In [2]:
import pandas as pd
import numpy as np

# -----------------------
# LOAD
# -----------------------
orders = pd.read_csv("orders.csv")
order_lines = pd.read_csv("order_lines.csv")
shipments = pd.read_csv("shipments.csv")
shipment_lines = pd.read_csv("shipment_lines.csv")

# -----------------------
# PARSE DATES
# -----------------------
orders["order_date"] = pd.to_datetime(orders["order_date"])
orders["promised_delivery_date"] = pd.to_datetime(orders["promised_delivery_date"])

shipments["ship_date"] = pd.to_datetime(shipments["ship_date"])
shipment_lines["delivered_date"] = pd.to_datetime(shipment_lines["delivered_date"])

# -----------------------
# ENRICH shipment_lines with order_id + warehouse + carrier + ship_date
# -----------------------
sl = shipment_lines.merge(
    shipments[["shipment_id", "order_id", "warehouse", "carrier", "ship_date", "expedite_flag"]],
    on="shipment_id",
    how="left"
)

# -----------------------
# Aggregate delivery by order_id + sku (handles split shipments)
# -----------------------
deliv_order_sku = (
    sl.groupby(["order_id", "sku"], as_index=False)
      .agg(
          shipped_qty=("shipped_qty", "sum"),
          delivered_qty=("delivered_qty", "sum"),
          delivered_date=("delivered_date", "max"),   # last arrival for that sku in order
          damaged_flag=("damaged_flag", "max"),
          returned_flag=("returned_flag", "max")
      )
)

# Order-level delivered date = max delivered across all lines/shipments
order_delivered = (
    sl.groupby("order_id", as_index=False)
      .agg(order_delivered_date=("delivered_date", "max"))
)

# Choose "owner" (warehouse/carrier) for the order as the latest shipment (common ops convention)
order_owner = (
    shipments.sort_values(["order_id", "ship_date"])
             .groupby("order_id", as_index=False)
             .tail(1)[["order_id", "warehouse", "carrier"]]
)

# -----------------------
# Join demand + delivery at line level
# -----------------------
line = order_lines.merge(deliv_order_sku, on=["order_id", "sku"], how="left")

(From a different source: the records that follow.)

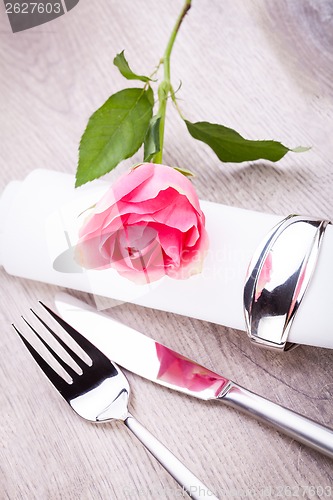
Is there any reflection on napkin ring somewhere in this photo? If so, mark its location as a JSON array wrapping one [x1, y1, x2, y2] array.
[[244, 215, 330, 350]]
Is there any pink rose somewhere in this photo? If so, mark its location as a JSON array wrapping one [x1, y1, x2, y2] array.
[[77, 163, 208, 283], [156, 343, 229, 397]]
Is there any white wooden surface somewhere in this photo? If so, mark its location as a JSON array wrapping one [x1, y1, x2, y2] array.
[[0, 0, 333, 500]]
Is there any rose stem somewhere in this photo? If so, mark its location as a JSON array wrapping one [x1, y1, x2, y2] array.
[[152, 0, 191, 163]]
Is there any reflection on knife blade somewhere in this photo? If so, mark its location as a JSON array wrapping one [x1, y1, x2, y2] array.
[[55, 293, 333, 458]]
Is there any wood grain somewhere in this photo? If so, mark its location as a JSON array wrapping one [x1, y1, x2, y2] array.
[[0, 0, 333, 500]]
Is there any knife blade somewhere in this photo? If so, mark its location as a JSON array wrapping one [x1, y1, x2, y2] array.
[[55, 293, 333, 458]]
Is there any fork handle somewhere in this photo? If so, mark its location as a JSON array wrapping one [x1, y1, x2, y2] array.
[[124, 414, 218, 500], [218, 382, 333, 458]]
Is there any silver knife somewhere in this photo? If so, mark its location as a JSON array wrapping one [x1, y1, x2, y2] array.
[[55, 293, 333, 458]]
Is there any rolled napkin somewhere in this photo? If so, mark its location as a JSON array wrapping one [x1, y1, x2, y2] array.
[[0, 170, 333, 348]]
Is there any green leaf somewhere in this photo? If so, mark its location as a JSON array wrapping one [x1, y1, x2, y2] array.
[[185, 120, 300, 163], [172, 167, 195, 177], [75, 88, 154, 187], [113, 51, 151, 82], [143, 115, 161, 161]]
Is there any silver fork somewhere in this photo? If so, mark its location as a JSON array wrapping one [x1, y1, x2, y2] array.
[[12, 302, 217, 499]]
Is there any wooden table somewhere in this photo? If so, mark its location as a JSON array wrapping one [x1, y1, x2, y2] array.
[[0, 0, 333, 500]]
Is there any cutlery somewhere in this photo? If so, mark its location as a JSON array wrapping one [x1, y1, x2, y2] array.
[[55, 293, 333, 458], [12, 302, 217, 500]]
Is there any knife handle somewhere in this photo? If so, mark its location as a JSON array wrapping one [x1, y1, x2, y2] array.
[[124, 415, 218, 500], [218, 382, 333, 458]]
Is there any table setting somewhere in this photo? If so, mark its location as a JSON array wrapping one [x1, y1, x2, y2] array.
[[0, 0, 333, 500]]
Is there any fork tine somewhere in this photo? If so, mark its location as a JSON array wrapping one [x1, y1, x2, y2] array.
[[12, 323, 68, 393], [39, 301, 109, 362], [22, 309, 77, 379], [29, 309, 87, 370]]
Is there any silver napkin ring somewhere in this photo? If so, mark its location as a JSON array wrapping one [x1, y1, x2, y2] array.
[[244, 215, 330, 350]]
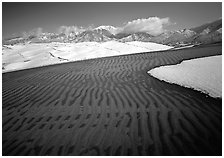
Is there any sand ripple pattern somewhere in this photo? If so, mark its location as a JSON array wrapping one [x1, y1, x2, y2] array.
[[2, 45, 222, 155]]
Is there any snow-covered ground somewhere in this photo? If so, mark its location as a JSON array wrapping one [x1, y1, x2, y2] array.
[[2, 41, 172, 72], [148, 55, 222, 97]]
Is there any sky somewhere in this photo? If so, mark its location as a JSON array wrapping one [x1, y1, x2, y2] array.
[[2, 2, 222, 38]]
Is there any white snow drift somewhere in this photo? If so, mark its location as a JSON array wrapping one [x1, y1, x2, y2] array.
[[2, 41, 172, 72], [148, 55, 222, 97]]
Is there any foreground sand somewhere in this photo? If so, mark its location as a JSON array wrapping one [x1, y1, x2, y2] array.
[[2, 45, 222, 155]]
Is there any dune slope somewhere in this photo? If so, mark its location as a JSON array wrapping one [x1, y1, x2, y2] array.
[[2, 43, 222, 156]]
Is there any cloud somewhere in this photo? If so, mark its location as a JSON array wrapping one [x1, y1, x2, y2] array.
[[58, 26, 92, 36], [22, 27, 43, 37], [121, 17, 171, 35]]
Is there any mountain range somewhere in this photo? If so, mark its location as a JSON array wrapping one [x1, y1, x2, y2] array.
[[2, 19, 222, 47]]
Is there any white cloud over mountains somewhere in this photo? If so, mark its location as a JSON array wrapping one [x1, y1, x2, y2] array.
[[20, 17, 171, 36], [121, 17, 171, 35]]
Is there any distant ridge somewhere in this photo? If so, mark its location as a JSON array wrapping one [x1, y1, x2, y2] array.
[[2, 19, 222, 47]]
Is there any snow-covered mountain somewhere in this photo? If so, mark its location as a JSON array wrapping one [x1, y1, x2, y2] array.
[[3, 19, 222, 46], [119, 32, 153, 42], [94, 25, 118, 35]]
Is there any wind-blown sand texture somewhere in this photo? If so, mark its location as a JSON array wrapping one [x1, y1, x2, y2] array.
[[2, 45, 222, 155], [148, 55, 222, 97]]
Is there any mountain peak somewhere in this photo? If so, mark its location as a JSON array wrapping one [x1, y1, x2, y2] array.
[[94, 25, 118, 35]]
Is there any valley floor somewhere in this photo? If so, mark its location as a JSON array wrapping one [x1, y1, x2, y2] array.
[[2, 45, 222, 155]]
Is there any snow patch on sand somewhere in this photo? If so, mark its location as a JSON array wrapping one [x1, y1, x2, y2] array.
[[2, 41, 172, 72], [148, 55, 222, 97]]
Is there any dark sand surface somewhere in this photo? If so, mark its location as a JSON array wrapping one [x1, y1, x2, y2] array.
[[2, 45, 222, 155]]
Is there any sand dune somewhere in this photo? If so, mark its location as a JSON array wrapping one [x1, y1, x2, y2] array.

# Clean dataset guarantees no nulls here, but safe fill anyway
for c in ["shipped_qty", "delivered_qty"]:
    line[c] = line[c].fillna(0)

for c in ["damaged_flag", "returned_flag"]:
    line[c] = line[c].fillna(0).astype(int)

# Line KPIs
line["in_full_line_flag"] = (line["delivered_qty"] >= line["ordered_qty"]).astype(int)
line["short_qty"] = np.maximum(line["ordered_qty"] - line["delivered_qty"], 0)

line["line_revenue"] = line["ordered_qty"] * line["unit_price"]
line["delivered_revenue"] = np.minimum(line["delivered_qty"], line["ordered_qty"]) * line["unit_price"]
line["lost_revenue_est"] = line["short_qty"] * line["unit_price"]

# -----------------------
# Roll up to order level
# -----------------------
order_if = (
    line.groupby("order_id", as_index=False)
        .agg(
            in_full_order_flag=("in_full_line_flag", "min"),  # all lines must be in-full
            any_damage_flag=("damaged_flag", "max"),
            any_return_flag=("returned_flag", "max"),
            order_revenue=("line_revenue", "sum"),
            delivered_revenue=("delivered_revenue", "sum"),
            lost_revenue_est=("lost_revenue_est", "sum"),
            lines_count=("sku", "nunique"),
            total_ordered_qty=("ordered_qty", "sum"),
            total_delivered_qty=("delivered_qty", "sum"),
        )
)

order_kpi = (
    orders.merge(order_delivered, on="order_id", how="left")
          .merge(order_if, on="order_id", how="left")
          .merge(order_owner, on="order_id", how="left")
)

# On-Time + OTIF + Perfect Order
order_kpi["on_time_flag"] = (order_kpi["order_delivered_date"] <= order_kpi["promised_delivery_date"]).astype(int)
order_kpi["otif_flag"] = ((order_kpi["on_time_flag"] == 1) & (order_kpi["in_full_order_flag"] == 1)).astype(int)
order_kpi["perfect_order_flag"] = (
    (order_kpi["otif_flag"] == 1) &
    (order_kpi["any_damage_flag"] == 0) &
    (order_kpi["any_return_flag"] == 0)
).astype(int)

# Cycle time metrics
# Earliest ship date per order (order -> ship)
order_first_ship = (
    shipments.groupby("order_id", as_index=False)
             .agg(first_ship_date=("ship_date", "min"))
)

order_kpi = order_kpi.merge(order_first_ship, on="order_id", how="left")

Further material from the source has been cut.